SHANGHAI • The Chinese authorities have placed the governor of Fujian province, who is also a former chairman of China Petroleum and Chemical Corporation, under investigation for suspected "serious disciplinary violations", according to media reports yesterday.
Mr Su Shulin has been Fujian governor since 2011 and also served as the province's Communist Party deputy chief, the Reuters news agency quoted the anti-graft watchdog, the Central Commission for Discipline Inspection, as saying late on Wednesday.
Mr Su was chairman of China Petroleum and Chemical Corporation, or Sinopec Corp, before his appointment in Fujian, one of China's wealthiest provinces on the coast across from Taiwan.
Reuters said the commission did not give details about Mr Su's suspected "disciplinary violations". But the accusation is used regularly as a euphemism for corruption.
But the mainland's Caixin financial media group, quoting several sources, said anti-graft inspectors found that Mr Su had helped a relative's company secure Sinopec's oil depot project in the Yangpu economic development zone in Hainan province.
Sinopec had also paid for shopping trips to Hong Kong for Mr Su's wife, according to Caixin.
President Xi Jinping has led a sweeping campaign against corruption, waste and extravagance in official ranks since he assumed power three years ago.

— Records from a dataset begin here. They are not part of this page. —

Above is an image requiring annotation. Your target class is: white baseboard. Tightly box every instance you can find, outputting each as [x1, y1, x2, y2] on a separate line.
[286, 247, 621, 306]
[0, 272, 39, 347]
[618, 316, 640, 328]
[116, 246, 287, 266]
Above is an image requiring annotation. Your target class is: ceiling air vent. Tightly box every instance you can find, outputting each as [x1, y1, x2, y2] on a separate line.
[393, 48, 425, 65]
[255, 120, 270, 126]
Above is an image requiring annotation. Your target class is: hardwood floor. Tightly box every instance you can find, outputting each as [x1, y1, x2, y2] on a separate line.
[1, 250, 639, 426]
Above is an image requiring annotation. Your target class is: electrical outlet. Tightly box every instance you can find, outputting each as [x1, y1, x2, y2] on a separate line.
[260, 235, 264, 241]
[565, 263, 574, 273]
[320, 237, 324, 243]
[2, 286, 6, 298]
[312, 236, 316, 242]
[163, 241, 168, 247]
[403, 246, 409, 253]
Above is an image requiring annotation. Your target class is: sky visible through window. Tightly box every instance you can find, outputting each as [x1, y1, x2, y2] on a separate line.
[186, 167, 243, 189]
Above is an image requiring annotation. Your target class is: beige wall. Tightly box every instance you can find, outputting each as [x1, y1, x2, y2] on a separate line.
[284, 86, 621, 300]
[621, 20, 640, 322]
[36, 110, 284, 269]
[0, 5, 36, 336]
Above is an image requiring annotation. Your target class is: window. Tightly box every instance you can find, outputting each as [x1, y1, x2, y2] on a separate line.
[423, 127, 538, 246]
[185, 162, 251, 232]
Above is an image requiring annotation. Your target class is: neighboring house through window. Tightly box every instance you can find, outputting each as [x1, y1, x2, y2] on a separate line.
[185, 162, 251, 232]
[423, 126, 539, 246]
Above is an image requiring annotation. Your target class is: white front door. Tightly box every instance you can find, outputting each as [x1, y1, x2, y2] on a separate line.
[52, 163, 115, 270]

Mr Su, 53, is also a former vice- president of CNPC, the parent of PetroChina , and was seen as a rising star within the party leadership because of his accomplishments and relatively young age.
Mr Xi has targeted the energy industry in his far-reaching campaign against graft.
Former Sinopec president Wang Tianpu, who was put under investigation in April, was found to have taken bribes, offered benefits in exchange for his own promotion and embezzled public assets, according to the anti-graft watchdog.
CNPC was a power base for disgraced former domestic security chief Zhou Yongkang, who was jailed for life for corruption in June.
Critics of the anti-graft drive allege that it is open to factionalism and that the Communist Party has failed to introduce systemic reforms to prevent graft, such as public disclosure of assets, reported Agence France-Presse.
It was not possible to reach Mr Su for comment, and it was not immediately clear if he had any legal representation.
The announcement of the probe into Mr Su came 11 days after top graft buster Wang Qishan visited Fujian, the South China Morning Post reported.